Face ao assim informado foi pedido pelo tribunal a quo o acompanhamento do processo identificado na informação após o que foi proferida a seguinte decisão:
“A litispendência constitui uma exceção dilatória de conhecimento oficioso cuja verificação obsta a que o tribunal conheça do mérito da causa e dá lugar à absolvição da instância – arts. 576.º, n.º 2, 577.º, al. i), e 578.º, do CPC, ou ao indeferimento liminar da petição inicial, caso os réus ainda não estejam citados.
A exceção de litispendência pressupõe a repetição de uma causa, quando a anterior ainda está em curso, tendo por fim, assim como na exceção dilatória do caso julgado, evitar que o tribunal seja colocado na alternativa de contradizer ou de reproduzir uma decisão anterior – art. 580.º, n.ºs 1 e 2, do CPC.
Com a consagração do efeito da litispendência obsta-se à inutilidade da repetição da decisão judicial, em processos diferentes, para a mesma ação, e salvaguarda-se, também, o prestígio da administração da justiça contra o risco de grave dano que podia resultar do tribunal contradizer ou reproduzir outra decisão judicial (ANTUNES VARELA, J. MIGUEL BEZERRA e SAMPAIO E NORA, Manual de Processo Civil, 2.ª edição, 1985, pág. 301).

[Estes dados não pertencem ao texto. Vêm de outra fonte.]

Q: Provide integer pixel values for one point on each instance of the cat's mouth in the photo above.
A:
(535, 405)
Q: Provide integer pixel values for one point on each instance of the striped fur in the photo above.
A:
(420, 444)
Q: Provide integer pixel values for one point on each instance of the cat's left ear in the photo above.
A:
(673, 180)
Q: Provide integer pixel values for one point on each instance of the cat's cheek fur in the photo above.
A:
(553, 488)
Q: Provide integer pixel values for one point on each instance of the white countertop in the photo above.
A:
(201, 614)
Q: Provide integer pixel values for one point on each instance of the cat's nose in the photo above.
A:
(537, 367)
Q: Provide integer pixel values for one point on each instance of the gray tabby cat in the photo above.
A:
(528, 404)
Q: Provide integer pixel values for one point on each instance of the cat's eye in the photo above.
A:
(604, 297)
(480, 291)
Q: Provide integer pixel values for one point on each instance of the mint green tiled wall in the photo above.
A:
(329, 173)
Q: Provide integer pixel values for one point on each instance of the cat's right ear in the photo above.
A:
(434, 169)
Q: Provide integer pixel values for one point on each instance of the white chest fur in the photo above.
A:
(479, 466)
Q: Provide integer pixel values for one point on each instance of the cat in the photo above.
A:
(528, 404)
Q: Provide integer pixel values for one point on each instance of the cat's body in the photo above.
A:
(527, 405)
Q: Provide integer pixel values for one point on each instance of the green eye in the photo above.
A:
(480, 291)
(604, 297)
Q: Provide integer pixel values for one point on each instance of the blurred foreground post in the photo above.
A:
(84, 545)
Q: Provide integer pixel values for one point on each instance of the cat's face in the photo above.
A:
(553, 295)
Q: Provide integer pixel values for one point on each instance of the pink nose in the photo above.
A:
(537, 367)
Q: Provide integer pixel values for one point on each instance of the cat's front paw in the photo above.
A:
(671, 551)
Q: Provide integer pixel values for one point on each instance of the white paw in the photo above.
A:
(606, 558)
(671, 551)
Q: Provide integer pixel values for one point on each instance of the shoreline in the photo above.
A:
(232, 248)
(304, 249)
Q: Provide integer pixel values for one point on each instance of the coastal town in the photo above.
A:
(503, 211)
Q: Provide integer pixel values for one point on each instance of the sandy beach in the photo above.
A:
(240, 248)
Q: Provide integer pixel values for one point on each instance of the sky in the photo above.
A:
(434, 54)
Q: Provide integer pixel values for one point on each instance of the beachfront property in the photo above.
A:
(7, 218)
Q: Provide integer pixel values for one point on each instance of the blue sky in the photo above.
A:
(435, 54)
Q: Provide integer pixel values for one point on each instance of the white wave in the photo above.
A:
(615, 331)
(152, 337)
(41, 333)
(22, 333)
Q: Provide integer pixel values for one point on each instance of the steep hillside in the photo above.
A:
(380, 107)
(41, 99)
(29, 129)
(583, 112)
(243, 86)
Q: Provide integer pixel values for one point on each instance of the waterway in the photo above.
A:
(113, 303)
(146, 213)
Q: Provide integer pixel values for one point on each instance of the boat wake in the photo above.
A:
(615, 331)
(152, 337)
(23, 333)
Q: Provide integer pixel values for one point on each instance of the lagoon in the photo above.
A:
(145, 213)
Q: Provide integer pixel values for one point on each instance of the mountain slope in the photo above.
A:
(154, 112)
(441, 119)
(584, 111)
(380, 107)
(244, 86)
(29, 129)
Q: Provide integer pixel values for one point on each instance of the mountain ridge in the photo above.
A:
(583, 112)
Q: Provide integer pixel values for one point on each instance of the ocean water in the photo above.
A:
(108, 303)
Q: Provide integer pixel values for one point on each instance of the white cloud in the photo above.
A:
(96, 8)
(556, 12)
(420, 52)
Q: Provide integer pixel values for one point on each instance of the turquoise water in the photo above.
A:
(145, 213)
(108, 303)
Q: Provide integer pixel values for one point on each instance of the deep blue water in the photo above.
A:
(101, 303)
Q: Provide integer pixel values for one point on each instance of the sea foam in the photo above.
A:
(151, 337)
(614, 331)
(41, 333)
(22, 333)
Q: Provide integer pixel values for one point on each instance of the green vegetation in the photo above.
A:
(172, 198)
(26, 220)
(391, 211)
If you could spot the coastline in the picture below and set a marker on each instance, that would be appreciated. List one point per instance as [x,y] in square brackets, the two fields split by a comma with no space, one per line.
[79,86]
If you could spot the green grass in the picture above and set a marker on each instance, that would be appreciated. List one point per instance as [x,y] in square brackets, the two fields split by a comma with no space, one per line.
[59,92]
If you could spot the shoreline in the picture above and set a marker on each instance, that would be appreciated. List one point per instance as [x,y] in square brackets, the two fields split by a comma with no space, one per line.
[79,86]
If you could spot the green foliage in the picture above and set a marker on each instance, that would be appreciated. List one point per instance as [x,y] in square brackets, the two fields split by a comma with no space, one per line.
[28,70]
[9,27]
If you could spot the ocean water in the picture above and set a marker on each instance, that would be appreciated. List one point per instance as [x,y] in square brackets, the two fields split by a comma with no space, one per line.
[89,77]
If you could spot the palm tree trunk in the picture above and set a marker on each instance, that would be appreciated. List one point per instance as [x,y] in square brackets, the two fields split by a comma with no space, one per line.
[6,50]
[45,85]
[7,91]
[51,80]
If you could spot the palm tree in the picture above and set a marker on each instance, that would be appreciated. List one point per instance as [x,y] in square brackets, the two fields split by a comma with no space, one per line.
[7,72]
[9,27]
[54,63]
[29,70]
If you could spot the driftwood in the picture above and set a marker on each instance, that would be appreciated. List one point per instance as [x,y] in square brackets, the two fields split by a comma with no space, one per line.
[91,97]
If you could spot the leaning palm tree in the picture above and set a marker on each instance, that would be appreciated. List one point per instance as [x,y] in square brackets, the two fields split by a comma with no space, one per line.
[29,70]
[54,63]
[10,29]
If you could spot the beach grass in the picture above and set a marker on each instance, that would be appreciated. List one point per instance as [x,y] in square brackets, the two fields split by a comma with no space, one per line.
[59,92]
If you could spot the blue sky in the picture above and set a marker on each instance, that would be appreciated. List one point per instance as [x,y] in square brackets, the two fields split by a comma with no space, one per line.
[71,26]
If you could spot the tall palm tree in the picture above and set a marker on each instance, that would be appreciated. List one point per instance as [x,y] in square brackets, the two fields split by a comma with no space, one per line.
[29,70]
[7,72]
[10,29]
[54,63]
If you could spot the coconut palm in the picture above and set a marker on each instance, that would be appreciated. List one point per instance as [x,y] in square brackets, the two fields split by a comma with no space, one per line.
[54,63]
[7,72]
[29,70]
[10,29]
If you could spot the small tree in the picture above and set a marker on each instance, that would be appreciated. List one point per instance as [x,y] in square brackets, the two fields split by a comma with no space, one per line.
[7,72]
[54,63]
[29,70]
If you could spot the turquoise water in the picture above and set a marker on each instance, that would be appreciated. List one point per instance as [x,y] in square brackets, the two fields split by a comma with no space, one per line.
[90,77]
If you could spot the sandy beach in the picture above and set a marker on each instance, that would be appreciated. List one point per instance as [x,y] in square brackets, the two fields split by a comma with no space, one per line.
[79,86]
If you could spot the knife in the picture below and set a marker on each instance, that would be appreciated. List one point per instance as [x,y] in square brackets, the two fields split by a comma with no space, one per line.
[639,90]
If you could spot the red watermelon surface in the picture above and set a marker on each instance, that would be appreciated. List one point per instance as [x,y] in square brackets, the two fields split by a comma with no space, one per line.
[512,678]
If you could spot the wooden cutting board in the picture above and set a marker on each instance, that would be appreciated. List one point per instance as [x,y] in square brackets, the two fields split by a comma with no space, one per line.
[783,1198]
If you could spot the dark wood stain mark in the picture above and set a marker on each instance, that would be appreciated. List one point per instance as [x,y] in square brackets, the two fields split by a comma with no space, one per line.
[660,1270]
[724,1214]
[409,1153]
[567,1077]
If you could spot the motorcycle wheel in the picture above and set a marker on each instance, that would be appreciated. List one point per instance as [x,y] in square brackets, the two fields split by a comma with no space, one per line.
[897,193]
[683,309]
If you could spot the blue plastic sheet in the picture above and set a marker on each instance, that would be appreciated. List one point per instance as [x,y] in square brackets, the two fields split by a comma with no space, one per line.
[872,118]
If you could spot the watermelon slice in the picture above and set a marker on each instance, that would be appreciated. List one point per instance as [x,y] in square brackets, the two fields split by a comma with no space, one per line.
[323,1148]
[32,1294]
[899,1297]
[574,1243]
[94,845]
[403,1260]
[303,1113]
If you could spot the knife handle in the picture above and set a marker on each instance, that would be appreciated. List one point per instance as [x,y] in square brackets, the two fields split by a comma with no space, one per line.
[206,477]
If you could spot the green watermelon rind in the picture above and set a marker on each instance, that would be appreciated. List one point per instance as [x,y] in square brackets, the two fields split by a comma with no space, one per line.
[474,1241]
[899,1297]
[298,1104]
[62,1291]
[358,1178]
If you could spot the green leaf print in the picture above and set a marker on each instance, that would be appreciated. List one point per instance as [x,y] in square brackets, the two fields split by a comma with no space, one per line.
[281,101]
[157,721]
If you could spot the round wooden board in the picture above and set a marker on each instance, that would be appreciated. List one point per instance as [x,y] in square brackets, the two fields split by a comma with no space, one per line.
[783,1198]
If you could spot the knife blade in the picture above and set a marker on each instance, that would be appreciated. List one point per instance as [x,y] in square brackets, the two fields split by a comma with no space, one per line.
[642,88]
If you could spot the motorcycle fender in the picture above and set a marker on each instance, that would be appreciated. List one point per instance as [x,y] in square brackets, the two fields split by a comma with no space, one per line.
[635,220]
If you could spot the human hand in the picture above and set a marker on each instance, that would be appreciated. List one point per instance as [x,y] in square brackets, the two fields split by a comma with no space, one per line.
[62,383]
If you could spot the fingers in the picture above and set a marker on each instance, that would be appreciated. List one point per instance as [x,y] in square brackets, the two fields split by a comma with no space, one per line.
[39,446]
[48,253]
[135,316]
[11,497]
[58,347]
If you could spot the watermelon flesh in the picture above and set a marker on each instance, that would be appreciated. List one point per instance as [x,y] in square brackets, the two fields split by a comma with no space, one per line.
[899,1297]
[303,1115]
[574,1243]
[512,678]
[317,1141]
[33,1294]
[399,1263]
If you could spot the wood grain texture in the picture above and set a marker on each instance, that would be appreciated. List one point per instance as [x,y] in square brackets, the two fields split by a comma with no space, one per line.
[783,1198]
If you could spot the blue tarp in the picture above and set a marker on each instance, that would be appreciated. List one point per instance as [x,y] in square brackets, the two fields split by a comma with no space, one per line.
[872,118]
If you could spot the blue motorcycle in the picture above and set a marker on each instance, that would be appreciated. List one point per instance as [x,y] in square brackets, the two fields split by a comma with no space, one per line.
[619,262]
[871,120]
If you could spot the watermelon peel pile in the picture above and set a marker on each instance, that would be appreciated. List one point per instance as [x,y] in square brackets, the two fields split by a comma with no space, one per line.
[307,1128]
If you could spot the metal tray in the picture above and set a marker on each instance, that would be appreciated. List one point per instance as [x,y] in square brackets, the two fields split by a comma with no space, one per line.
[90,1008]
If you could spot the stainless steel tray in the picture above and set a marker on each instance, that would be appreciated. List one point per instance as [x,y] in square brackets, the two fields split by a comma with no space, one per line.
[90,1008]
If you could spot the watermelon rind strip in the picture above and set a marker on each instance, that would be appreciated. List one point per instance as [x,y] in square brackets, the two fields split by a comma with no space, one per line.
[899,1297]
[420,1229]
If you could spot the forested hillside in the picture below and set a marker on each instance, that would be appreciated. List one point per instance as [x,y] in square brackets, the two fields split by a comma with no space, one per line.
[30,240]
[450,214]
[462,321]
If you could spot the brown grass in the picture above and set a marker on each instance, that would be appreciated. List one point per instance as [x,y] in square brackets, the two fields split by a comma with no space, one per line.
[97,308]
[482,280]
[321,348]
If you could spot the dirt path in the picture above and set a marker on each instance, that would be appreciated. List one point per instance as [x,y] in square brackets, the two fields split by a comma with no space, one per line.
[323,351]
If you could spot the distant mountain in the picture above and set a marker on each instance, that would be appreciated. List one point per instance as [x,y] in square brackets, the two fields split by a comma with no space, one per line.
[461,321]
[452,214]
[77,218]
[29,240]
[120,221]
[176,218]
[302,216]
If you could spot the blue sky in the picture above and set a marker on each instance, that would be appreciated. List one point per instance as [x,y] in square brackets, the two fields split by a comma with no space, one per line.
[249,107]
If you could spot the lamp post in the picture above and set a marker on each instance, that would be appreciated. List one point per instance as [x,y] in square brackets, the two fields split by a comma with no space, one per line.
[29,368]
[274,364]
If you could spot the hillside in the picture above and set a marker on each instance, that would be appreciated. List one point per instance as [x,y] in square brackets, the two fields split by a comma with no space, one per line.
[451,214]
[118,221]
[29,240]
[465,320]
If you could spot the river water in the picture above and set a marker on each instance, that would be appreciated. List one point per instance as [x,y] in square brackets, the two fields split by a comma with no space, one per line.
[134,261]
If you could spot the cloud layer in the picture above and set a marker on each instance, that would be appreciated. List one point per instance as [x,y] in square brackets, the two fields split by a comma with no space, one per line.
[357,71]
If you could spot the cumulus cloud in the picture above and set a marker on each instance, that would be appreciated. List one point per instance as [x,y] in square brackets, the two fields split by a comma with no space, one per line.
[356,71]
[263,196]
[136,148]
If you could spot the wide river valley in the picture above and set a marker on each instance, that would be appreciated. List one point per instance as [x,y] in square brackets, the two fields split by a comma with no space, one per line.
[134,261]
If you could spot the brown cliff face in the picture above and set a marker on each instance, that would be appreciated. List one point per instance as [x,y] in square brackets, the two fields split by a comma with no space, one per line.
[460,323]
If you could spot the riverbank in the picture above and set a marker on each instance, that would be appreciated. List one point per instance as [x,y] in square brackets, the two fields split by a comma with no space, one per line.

De harmonia com o disposto no art. 581.º, n.º 1, do CPC, repete-se a causa quando se propõe uma ação idêntica a outra quanto aos sujeitos, ao pedido e à causa de pedir; há identidade de sujeitos quando as partes são as mesmas sob o ponto de vista da sua qualidade jurídica (n.º 2); há identidade de pedido quando numa e noutra causa se pretende obter o mesmo efeito jurídico (n.º 3); há identidade de causa de pedir quando a pretensão deduzida nas duas ações procede do mesmo efeito jurídico (n.º 4).
A litispendência, pressupondo a repetição da mesma ação em dois processos, depende, pois, da verificação cumulativa da identidade de sujeitos, do pedido e da causa de pedir, de modo a evitar contradizer ou reproduzir decisão anterior.
Ora, a presente ação é uma repetição do processo declarativo de condenação n.º 1360/20.2T8PNF, que corre os seus termos no Juízo 1 deste Juízo Central Cível conforme resulta, evidente e notório, da consulta eletrónica daquela ação (que é possível seguir após a concessão da respetiva autorização).
Na verdade, os sujeitos, a causa de pedir e os pedidos são os mesmos, tendo aquela ação sido intentada em primeiro lugar e estando as duas pendentes no neste Juízo Central Cível.
A evidência desta situação implica a manifesta desnecessidade de cumprir o contraditório.
Pelo exposto, julgando-se oficiosamente verificada a exceção de litispendência, decide-se indeferir liminarmente a petição inicial, obstando-se, assim, à realização de citações inúteis. ”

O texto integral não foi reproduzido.